The state’s highest court has ruled that the 2006 killing of a Manchester police officer by Michael Addison is punishable by death.
Back in 2008 Jeff Strelzin of the Attorney General’s office asked jurors to consider imposing the death penalty. “For this crime committed by this defendant and all the victims in the Briggs family, every one of them, it would be the most fair and just thing to do.”
The five N.H. Supreme Court justices have spent the last several months trying to determine whether the death penalty really was a fair and just sentence. On Thursday they unanimously ruled that the sentence is neither quote “excessive nor disproportionate” compared to similar cases nationwide.
To make that ruling the court looked at ten cases from New Jersey, Arizona, Texas and Indiana. But that number is far less than the defense asked the court to consider, which during oral arguments back in January was around 350 cases.

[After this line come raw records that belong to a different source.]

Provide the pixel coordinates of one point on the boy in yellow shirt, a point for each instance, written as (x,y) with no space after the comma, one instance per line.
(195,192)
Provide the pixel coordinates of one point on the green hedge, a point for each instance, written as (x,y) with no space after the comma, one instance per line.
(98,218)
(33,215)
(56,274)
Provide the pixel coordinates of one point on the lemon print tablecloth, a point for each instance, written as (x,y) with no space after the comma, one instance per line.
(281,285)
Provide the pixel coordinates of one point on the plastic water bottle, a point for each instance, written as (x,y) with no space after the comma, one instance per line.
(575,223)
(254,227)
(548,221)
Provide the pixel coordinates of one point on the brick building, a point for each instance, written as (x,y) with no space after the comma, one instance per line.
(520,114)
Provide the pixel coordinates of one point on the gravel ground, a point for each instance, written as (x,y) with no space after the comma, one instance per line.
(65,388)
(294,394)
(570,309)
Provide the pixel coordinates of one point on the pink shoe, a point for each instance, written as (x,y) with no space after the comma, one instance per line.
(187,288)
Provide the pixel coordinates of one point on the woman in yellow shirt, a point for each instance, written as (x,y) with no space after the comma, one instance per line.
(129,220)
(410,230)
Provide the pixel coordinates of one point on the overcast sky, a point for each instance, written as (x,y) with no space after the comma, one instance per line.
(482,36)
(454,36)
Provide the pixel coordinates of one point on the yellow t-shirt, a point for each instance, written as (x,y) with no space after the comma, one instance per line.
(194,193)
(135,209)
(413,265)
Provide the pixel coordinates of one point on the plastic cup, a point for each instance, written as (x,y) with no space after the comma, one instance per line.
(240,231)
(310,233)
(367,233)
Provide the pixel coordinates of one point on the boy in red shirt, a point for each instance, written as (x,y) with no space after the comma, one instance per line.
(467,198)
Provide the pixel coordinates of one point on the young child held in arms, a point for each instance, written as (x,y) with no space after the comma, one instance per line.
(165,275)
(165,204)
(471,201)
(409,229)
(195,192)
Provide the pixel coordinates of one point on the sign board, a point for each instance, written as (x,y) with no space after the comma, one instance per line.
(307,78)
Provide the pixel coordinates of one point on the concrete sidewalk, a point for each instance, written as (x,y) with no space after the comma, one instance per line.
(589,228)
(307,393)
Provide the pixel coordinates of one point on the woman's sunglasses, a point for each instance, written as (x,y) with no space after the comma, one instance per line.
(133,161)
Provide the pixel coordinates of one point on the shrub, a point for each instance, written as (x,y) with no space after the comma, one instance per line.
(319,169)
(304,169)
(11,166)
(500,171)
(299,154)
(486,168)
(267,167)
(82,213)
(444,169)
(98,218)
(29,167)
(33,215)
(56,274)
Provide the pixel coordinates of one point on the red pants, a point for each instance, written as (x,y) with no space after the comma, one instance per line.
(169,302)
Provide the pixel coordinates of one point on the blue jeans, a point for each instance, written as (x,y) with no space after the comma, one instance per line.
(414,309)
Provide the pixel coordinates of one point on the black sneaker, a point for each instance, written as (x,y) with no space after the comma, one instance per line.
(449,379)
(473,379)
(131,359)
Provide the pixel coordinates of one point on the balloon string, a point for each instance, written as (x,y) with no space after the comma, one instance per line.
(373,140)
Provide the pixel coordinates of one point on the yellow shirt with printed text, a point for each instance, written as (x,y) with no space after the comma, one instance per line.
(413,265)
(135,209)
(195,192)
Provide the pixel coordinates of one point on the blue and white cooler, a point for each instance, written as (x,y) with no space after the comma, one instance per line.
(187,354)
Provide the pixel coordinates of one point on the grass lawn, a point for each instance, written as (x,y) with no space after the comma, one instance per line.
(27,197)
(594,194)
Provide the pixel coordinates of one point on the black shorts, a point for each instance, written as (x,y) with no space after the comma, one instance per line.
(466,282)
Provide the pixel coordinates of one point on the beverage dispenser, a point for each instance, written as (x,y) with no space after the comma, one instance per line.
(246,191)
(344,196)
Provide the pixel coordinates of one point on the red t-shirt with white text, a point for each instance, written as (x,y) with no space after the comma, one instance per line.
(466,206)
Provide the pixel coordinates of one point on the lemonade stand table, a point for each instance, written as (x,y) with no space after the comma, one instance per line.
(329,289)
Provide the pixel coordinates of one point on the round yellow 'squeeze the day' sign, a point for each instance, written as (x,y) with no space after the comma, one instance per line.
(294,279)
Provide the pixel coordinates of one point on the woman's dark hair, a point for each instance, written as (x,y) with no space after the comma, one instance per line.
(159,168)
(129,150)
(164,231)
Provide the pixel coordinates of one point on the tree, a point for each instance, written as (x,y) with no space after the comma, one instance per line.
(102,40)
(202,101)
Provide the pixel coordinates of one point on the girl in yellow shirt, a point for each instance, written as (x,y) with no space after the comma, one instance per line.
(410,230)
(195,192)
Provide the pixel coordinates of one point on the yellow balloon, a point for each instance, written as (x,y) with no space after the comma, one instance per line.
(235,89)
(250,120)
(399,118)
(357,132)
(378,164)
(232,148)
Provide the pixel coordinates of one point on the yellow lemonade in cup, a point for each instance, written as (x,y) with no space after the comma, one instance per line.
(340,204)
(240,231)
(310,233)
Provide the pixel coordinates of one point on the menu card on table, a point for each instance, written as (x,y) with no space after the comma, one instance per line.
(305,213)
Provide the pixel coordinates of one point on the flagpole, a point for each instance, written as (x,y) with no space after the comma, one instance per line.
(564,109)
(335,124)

In the end, the court concluded that when it comes to an officer killed in the line of duty – the death sentence was imposed nine out of 10 times. In their opinion the justices wrote: “Our review of the cases does not support a finding that the death penalty is only rarely imposed for the murder of a law enforcement officer acting in the line of duty.”
UNH law professor Buzz Scherr says he is not surprised by this decision. “Given the small universe of cases that the court decided to look at, it is almost inevitable that there is going to be a finding of proportionality. If they had used a broader number of cases, it would have been more likely that this would be disproportionate.”
Scherr says the court looked at factors such as "a police shooting, he was tried for that, he was convicted of that, there was a sentencing hearing, and there was aggravating factors found.” Addison’s race, African American, and Michael Briggs, a white police officer, was not a factor in the ruling, Scherr said.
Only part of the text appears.